Staphylococcal bacteraemia and endocarditis and fusidic acid.

In 1980, we reported an association between the use of fusidic acid (particularly the intravenous formulation) and jaundice in patients who had received the drug for the treatment of Staphylococcus aureus bacteraemia during the previous 10 years. We have continued to use fusidic acid for severe staphylococcal infections, but have recommended oral administration whenever possible. In the earlier study the incidence of jaundice in patients given intravenous fusidic acid was 48%, but in the recent study of 145 patients it was 17%. Whereas 71% of patients receiving fusidic acid in the earlier series were given the intravenous drug (with or without oral) only 25% of patients were given the intravenous drug in the recent series. The incidence of jaundice in those patients treated only with the oral formulation was 13% in the earlier study and 6% in the recent study.
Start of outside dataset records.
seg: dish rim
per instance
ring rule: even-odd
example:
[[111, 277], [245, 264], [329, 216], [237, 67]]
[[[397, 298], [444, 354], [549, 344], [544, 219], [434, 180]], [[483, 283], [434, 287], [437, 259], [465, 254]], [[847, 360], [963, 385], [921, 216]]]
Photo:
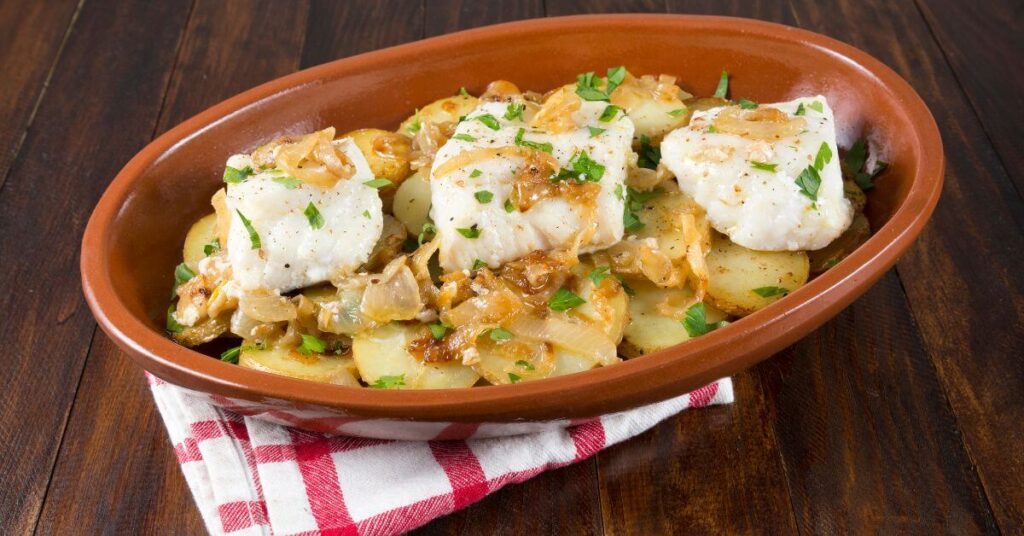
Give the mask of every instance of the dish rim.
[[[132, 315], [118, 298], [109, 274], [108, 231], [136, 179], [167, 152], [221, 120], [250, 106], [273, 98], [346, 70], [418, 48], [430, 53], [453, 42], [486, 33], [508, 39], [520, 31], [544, 31], [565, 25], [677, 25], [698, 24], [713, 31], [723, 27], [758, 37], [799, 42], [819, 49], [834, 60], [851, 64], [874, 78], [888, 98], [900, 102], [910, 145], [921, 155], [937, 158], [916, 162], [916, 173], [906, 198], [889, 220], [844, 261], [783, 299], [737, 320], [730, 326], [684, 343], [614, 366], [518, 383], [464, 389], [371, 389], [316, 383], [275, 376], [221, 363], [181, 346], [154, 331], [150, 319]], [[329, 75], [330, 76], [327, 76]], [[594, 417], [611, 411], [681, 395], [730, 375], [782, 349], [802, 337], [797, 331], [816, 327], [838, 314], [897, 260], [921, 233], [942, 189], [944, 155], [935, 119], [910, 85], [889, 67], [851, 45], [806, 30], [762, 20], [686, 14], [594, 14], [517, 20], [466, 30], [412, 43], [374, 50], [311, 67], [273, 79], [229, 97], [185, 120], [139, 151], [115, 176], [97, 203], [82, 240], [83, 292], [99, 326], [144, 369], [188, 388], [252, 401], [288, 401], [328, 407], [366, 417], [408, 420], [503, 422]], [[170, 379], [169, 379], [170, 378]], [[185, 381], [182, 381], [185, 380]], [[636, 388], [638, 381], [643, 382]], [[567, 395], [567, 396], [566, 396]]]

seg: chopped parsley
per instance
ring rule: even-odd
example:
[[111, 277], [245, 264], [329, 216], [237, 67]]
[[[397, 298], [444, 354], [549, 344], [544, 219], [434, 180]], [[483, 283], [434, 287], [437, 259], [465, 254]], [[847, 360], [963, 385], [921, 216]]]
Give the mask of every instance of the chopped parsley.
[[758, 162], [757, 160], [751, 160], [751, 167], [754, 169], [760, 169], [761, 171], [775, 171], [778, 164], [769, 164], [767, 162]]
[[473, 223], [473, 226], [471, 228], [458, 228], [456, 229], [456, 231], [458, 231], [460, 235], [470, 240], [476, 240], [477, 238], [480, 237], [480, 230], [477, 229], [476, 223]]
[[782, 287], [759, 287], [751, 290], [751, 292], [763, 297], [770, 298], [772, 296], [778, 296], [782, 294], [788, 294], [790, 289]]
[[526, 110], [526, 105], [518, 102], [509, 102], [508, 108], [505, 109], [504, 117], [508, 121], [512, 121], [514, 119], [522, 121], [522, 113], [524, 110]]
[[295, 351], [303, 356], [309, 356], [310, 354], [323, 354], [327, 349], [327, 341], [315, 335], [299, 336], [302, 337], [302, 343], [299, 344], [299, 347], [295, 348]]
[[370, 384], [371, 387], [375, 389], [389, 389], [391, 387], [399, 387], [406, 384], [406, 375], [399, 374], [397, 376], [378, 376], [377, 381]]
[[220, 361], [224, 363], [230, 363], [232, 365], [239, 364], [239, 356], [242, 355], [242, 346], [234, 346], [233, 348], [227, 348], [220, 353]]
[[548, 300], [548, 306], [552, 311], [568, 311], [572, 307], [578, 307], [586, 303], [587, 300], [575, 295], [571, 290], [567, 288], [558, 289], [551, 299]]
[[725, 98], [729, 94], [729, 73], [722, 71], [722, 76], [718, 79], [718, 87], [715, 88], [715, 96]]
[[542, 142], [539, 142], [539, 141], [527, 141], [527, 140], [523, 139], [522, 136], [525, 133], [526, 133], [526, 129], [525, 128], [521, 128], [520, 127], [519, 130], [516, 130], [516, 133], [515, 133], [515, 145], [517, 145], [519, 147], [528, 148], [528, 149], [536, 149], [538, 151], [544, 151], [545, 153], [548, 153], [548, 154], [551, 154], [551, 152], [555, 150], [555, 147], [552, 146], [551, 143], [548, 143], [548, 142], [543, 142], [542, 143]]
[[249, 243], [252, 245], [252, 249], [259, 249], [262, 247], [259, 240], [259, 233], [256, 233], [256, 228], [253, 226], [253, 222], [250, 221], [241, 210], [234, 209], [234, 212], [237, 212], [239, 217], [242, 218], [242, 225], [245, 226], [246, 232], [249, 233]]
[[755, 110], [758, 108], [758, 104], [748, 98], [740, 98], [739, 108], [743, 110]]
[[228, 184], [238, 184], [239, 182], [245, 181], [249, 175], [253, 174], [253, 168], [246, 166], [242, 169], [236, 169], [231, 166], [226, 166], [224, 168], [224, 182]]
[[324, 216], [321, 215], [319, 210], [316, 210], [316, 205], [312, 204], [312, 202], [306, 205], [306, 209], [302, 213], [309, 220], [309, 226], [313, 229], [322, 229], [324, 226]]
[[482, 116], [476, 116], [473, 119], [483, 123], [487, 128], [492, 130], [501, 130], [502, 124], [498, 122], [498, 118], [490, 114], [483, 114]]
[[637, 166], [647, 169], [657, 169], [658, 162], [662, 161], [662, 150], [650, 145], [650, 138], [640, 135], [640, 152], [637, 158]]
[[618, 115], [620, 110], [622, 109], [616, 107], [615, 105], [608, 105], [604, 107], [604, 110], [601, 112], [601, 117], [597, 118], [597, 120], [602, 123], [607, 123], [608, 121], [614, 119], [616, 115]]
[[280, 175], [273, 177], [271, 180], [287, 188], [288, 190], [295, 190], [302, 185], [302, 181], [291, 176], [291, 175]]
[[447, 333], [447, 326], [444, 324], [431, 324], [427, 327], [430, 328], [430, 335], [434, 337], [434, 340], [444, 338], [444, 334]]
[[597, 266], [596, 269], [590, 271], [587, 275], [587, 279], [594, 283], [595, 287], [601, 286], [601, 282], [605, 280], [610, 275], [611, 266]]
[[487, 336], [489, 336], [490, 340], [494, 340], [495, 342], [501, 342], [503, 340], [511, 339], [512, 332], [504, 328], [495, 328], [490, 330]]

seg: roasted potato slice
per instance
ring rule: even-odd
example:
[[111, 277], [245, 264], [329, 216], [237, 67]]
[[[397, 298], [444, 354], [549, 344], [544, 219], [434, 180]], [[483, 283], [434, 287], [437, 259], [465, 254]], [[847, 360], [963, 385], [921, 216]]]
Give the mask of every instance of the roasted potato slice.
[[[217, 242], [214, 242], [217, 241]], [[217, 238], [217, 214], [207, 214], [199, 221], [193, 223], [185, 235], [185, 245], [182, 248], [181, 256], [184, 257], [185, 265], [193, 272], [199, 272], [199, 261], [207, 257], [206, 247], [219, 244]], [[220, 247], [219, 245], [217, 246]]]
[[708, 301], [718, 308], [743, 317], [807, 283], [806, 252], [755, 251], [715, 235], [707, 257]]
Although jaundice was usually reversible, it is nevertheless an unwanted side effect. Resistance of S. aureus to fusidic acid remains at around 1%; it may be present on primary isolation or arise during treatment. This seems to occur particularly in patients with endocarditis or bone infection despite the use of fusidic acid in combination with another antibiotic. After some 25 years of clinical use, fusidic acid remains a most useful anti-staphylococcal antibiotic; the intravenous preparation should be avoided when possible.